The two most recent additions are Karp’s Hardware in Stamford, Conn. and Clarke’s Ace Hardware in New London, N.H. “In both those cases, individuals owned them, they were family businesses, and they didn’t have other family members ready or willing to take over the business when the owners were stressed out with COVID and wanted to sell,” Falcone said.
Those acquisitions followed expansions into Bath, Maine; Washington, N.J.; and Forks County, Pa. over the past five years.
“We’re in a growth mode now; we’re looking to continue to grow our business, continue to expand business,” he said. “There is this little pocket of hardware stores, where the people who own them are in their 60s and 70s, and this whole COVID situation has done them in. They’re just stressed out; they’ve created a nest egg and want to unlock the capital they’ve created in their business by selling.”
Rocky’s, on the other hand, thrives in an attractive niche between the big boxes and those individual owners, with an economy of scale that allows it to roll with industry change, always innovating, while focusing on customer service in ways Home Depot and Lowe’s aren’t necessarily known for, and which are impossible on the internet.
“People don’t want to buy paint online,” Falcone told BusinessWest. “You could, but you want to match the right color, and you want someone to reassure you that you’re making the right decision. We have high-service, high-touch paint experts.”

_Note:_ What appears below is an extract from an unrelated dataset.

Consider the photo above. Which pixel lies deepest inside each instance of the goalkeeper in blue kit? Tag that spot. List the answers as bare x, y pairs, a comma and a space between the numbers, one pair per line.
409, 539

Then there’s power equipment. “We teach the customer how to use it and not hurt themselves, how to use the right fuel, the right mixture, things like that. People don’t want to buy chainsaws on the internet.
“And some gas grills are big and bulky,” he went on. “We assemble them, and assemble them right, so the gas connections are done properly. Now we’re coming up with white-glove delivery; instead of dropping it at the mailbox, for a slight added fee, we set it up on your deck and take away the old grill.
“We’re finalizing that now,” he added, along with the ability to buy from Ace online and pick up the product at a store (and get that lesson in how to use it, too).
Even the way stores are laid out has changed over the years, Falcone added, noting that making it easy to find products is part of customer service, too.
Hammering It Home
The fourth generation has joined the Rocky’s team, Falcone said: his son Johnny currently works in merchandise and buying — as noted earlier, a job with some added challenge these days.
Staffing can be a challenge as well, and it varies by store. “We try to treat people fairly,” Falcone said, and that goes beyond pay and benefits, and involves a culture of training.
“Our people tell us amazing stories: ‘I’m a homeowner, and now I know how to fix all these things — a light fixture, toilet, under-sink repair — where I’ve never done that type of thing before.’ That great training helps people grow over time as individuals. You can’t understate the value of that.”
It’s another way Rocky’s Ace Hardware is making people’s lives a little easier. Its success in doing so, and continued growth as it approaches a century in business, is a testament to a model — and a willingness to change it when necessary — that has seen this family business survive recessions, the big-box home-improvement boom, and a whole lot more.